While the booming housing market contributed significantly to the recovery of the U.S. economy, research has consistently shown that homeownership is also associated with multiple economic and social benefits to individual homeowners. Homeownership has always been an important way to build wealth. According to NAR, the net worth of a homeowner was about $300,000 while that of a renter was $8,000 in 2021. The net worth of a typical homeowner is about 40 times the net worth of a renter. In addition to tangible financial benefits, homeownership brings substantial social benefits for families, communities, and the country as a whole. 

Owning a home is associated with the better educational performance of children, higher participation in civic and volunteering activities, better health care outcomes, and lower crime rates in the communities.

Nevertheless, not all families have the same opportunities for homeownership, with many of them facing more constraints in their effort to achieve the American Dream. Indeed, there are sizeable differences in homeownership rates across groups, with the rate of homeownership for minority families lagging behind the national average. Given that homeownership contributes to wealth accumulation and the homeownership rate is lower in minority groups, data shows that the net worth for these groups is also lower. At $188,200, the net worth of a typical white family was nearly 8 times greater than that of a Black family ($24,100) in 2019.

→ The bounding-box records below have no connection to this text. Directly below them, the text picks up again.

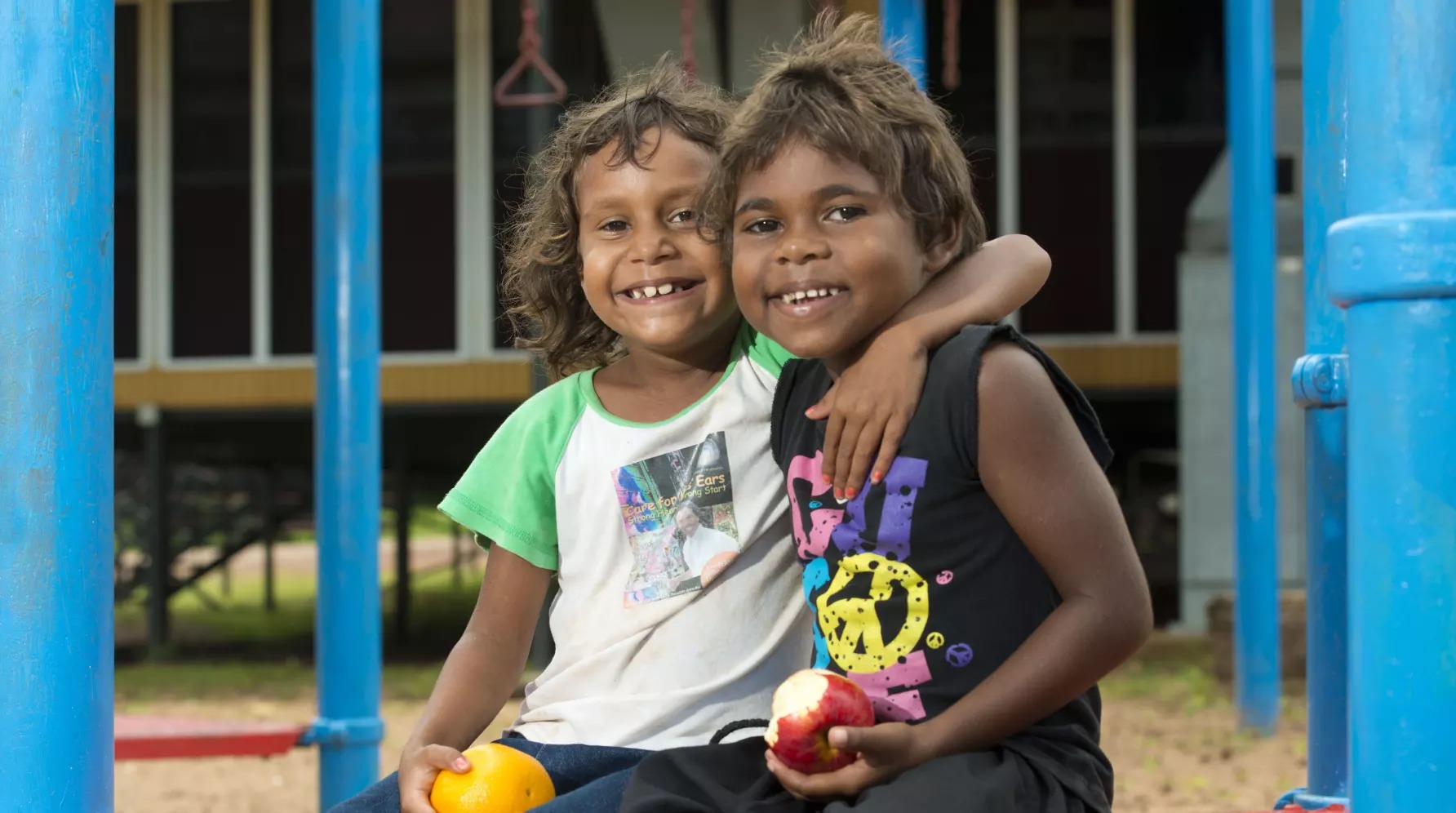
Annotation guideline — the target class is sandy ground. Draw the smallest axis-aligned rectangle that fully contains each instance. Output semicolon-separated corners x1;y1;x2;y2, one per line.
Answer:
117;700;1304;813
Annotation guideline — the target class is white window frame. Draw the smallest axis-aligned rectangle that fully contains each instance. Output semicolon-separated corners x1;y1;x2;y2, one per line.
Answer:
123;0;529;370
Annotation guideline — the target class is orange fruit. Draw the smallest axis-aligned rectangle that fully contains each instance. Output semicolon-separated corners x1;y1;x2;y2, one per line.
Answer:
429;743;556;813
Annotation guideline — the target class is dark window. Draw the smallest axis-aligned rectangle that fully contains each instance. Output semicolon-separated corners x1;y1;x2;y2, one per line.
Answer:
268;2;313;356
491;0;611;347
113;6;140;360
271;0;455;354
1019;0;1114;334
1136;3;1224;331
172;0;252;358
380;0;455;351
926;2;1001;234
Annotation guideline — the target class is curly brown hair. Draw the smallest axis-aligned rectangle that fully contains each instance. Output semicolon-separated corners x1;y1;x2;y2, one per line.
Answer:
501;57;732;380
704;10;986;258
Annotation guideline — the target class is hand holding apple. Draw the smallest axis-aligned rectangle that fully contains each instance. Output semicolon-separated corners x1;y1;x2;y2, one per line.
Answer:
767;722;934;802
765;669;875;774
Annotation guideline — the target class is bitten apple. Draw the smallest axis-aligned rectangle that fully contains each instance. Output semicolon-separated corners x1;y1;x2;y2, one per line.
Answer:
765;669;875;774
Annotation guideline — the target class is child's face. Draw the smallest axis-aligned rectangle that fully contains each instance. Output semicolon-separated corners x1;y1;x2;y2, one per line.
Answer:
576;130;738;353
732;143;932;362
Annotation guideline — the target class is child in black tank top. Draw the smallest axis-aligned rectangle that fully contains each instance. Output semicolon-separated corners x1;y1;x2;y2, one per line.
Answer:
624;17;1152;813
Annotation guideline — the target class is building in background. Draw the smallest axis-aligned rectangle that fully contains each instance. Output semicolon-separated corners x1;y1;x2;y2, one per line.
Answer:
115;0;1298;638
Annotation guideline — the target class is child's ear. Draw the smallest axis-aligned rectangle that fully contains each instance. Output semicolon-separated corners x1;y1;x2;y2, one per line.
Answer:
925;220;961;277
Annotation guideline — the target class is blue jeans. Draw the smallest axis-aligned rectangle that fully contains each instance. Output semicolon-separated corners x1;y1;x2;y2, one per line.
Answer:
329;737;652;813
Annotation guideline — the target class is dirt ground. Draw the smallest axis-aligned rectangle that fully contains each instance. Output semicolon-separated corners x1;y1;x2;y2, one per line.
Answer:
117;700;1304;813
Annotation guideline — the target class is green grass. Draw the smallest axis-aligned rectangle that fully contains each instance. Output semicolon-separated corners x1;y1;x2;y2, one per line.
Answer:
117;660;440;705
117;570;481;660
1099;635;1306;722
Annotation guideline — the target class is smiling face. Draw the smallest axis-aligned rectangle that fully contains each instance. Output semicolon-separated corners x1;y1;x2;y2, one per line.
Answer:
674;509;704;539
576;130;738;354
732;143;951;369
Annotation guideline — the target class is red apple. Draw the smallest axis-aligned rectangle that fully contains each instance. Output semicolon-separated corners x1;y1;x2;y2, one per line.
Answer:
765;669;875;774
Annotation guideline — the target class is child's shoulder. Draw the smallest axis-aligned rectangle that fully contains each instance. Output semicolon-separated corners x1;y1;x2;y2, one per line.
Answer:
923;325;1112;468
501;371;591;434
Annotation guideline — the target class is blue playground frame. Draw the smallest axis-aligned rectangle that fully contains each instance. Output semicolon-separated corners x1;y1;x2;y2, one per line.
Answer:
0;0;1456;813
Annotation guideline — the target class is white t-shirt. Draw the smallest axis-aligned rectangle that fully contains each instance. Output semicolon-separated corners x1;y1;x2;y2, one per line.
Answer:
440;325;812;749
683;526;738;575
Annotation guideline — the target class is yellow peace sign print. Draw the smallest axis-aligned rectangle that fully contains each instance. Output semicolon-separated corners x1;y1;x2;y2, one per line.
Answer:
814;553;930;674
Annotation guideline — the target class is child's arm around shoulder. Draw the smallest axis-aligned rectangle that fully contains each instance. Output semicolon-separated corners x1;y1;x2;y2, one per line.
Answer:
808;234;1051;498
925;342;1153;757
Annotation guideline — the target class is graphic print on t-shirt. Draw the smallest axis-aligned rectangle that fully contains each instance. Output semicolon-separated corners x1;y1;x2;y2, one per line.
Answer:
786;451;970;722
611;431;741;607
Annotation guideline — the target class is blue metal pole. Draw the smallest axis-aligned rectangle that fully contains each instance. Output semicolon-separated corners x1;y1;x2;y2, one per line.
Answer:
1224;0;1280;733
1289;0;1350;810
312;0;383;809
880;0;926;91
0;0;117;813
1328;0;1456;811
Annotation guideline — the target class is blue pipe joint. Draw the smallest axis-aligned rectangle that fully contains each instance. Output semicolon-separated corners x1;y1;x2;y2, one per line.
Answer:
1290;353;1350;410
299;717;384;748
1328;208;1456;308
1274;789;1350;813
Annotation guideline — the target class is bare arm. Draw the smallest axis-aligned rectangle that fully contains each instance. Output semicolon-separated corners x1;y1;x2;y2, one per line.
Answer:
399;546;550;813
877;234;1051;349
808;234;1051;498
925;345;1152;757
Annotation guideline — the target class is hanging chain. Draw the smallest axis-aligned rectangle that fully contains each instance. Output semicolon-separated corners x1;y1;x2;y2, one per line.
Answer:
678;0;698;78
516;0;542;57
494;0;566;108
940;0;961;91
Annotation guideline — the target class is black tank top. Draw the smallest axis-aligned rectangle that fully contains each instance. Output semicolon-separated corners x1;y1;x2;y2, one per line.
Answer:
772;327;1112;810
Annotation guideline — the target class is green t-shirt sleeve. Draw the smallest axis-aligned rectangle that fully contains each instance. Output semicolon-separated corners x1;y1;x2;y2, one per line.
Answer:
743;322;795;377
440;376;585;570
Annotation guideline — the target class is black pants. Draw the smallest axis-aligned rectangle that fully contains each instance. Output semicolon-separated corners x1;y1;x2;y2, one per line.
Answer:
622;737;1094;813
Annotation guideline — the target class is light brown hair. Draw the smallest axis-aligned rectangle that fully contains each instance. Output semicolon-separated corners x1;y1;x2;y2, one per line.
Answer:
501;57;732;380
704;11;986;256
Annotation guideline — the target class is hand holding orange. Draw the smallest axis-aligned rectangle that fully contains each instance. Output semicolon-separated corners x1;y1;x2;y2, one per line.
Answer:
429;743;556;813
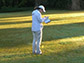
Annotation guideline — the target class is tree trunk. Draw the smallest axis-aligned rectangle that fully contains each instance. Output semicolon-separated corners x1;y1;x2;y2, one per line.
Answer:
71;0;80;10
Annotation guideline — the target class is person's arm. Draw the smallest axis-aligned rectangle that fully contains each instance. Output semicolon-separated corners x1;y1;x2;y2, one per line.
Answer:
36;13;44;23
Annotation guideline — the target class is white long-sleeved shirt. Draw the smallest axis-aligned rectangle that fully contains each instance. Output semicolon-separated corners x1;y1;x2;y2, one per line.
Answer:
32;10;43;31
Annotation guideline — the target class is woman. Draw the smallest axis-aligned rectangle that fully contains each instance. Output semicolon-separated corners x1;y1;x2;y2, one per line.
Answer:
32;5;47;54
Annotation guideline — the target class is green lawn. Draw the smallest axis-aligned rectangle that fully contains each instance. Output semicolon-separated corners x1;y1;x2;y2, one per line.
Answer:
0;10;84;63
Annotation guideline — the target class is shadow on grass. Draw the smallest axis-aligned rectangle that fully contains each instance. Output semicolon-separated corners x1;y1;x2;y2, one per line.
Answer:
0;42;84;63
0;23;84;48
0;21;32;25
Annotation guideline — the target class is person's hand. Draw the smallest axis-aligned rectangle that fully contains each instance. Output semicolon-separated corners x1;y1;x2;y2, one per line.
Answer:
44;16;49;19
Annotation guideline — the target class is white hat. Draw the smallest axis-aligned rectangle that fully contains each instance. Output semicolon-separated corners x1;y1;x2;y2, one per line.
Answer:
39;5;46;12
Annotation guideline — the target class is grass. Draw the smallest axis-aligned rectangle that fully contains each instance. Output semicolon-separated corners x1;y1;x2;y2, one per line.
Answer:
0;10;84;63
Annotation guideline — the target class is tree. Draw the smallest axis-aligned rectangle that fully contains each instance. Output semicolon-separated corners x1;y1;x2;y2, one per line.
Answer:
71;0;80;10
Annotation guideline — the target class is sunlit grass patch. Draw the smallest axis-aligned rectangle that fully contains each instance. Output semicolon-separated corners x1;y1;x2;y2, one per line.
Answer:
0;11;84;63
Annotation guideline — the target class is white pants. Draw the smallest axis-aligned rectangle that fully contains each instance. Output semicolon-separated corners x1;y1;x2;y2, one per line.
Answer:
32;31;42;53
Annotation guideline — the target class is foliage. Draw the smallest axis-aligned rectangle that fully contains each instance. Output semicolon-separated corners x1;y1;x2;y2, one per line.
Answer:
0;10;84;63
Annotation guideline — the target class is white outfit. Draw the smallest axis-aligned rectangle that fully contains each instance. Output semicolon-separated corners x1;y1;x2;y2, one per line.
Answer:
32;10;46;54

Thus, this report examines the homeownership trends among each race and the challenges that they face to become homeowners. Since all real estate is local, the report also examines homeownership across race groups and locations in order to explain the current racial disparities in the housing market. Finally, using the Profile of Home Buyers and Sellers data from 2021, the report looks at the characteristics of who purchases homes, why they purchase, what they purchase, and the financial background for buyers based on race.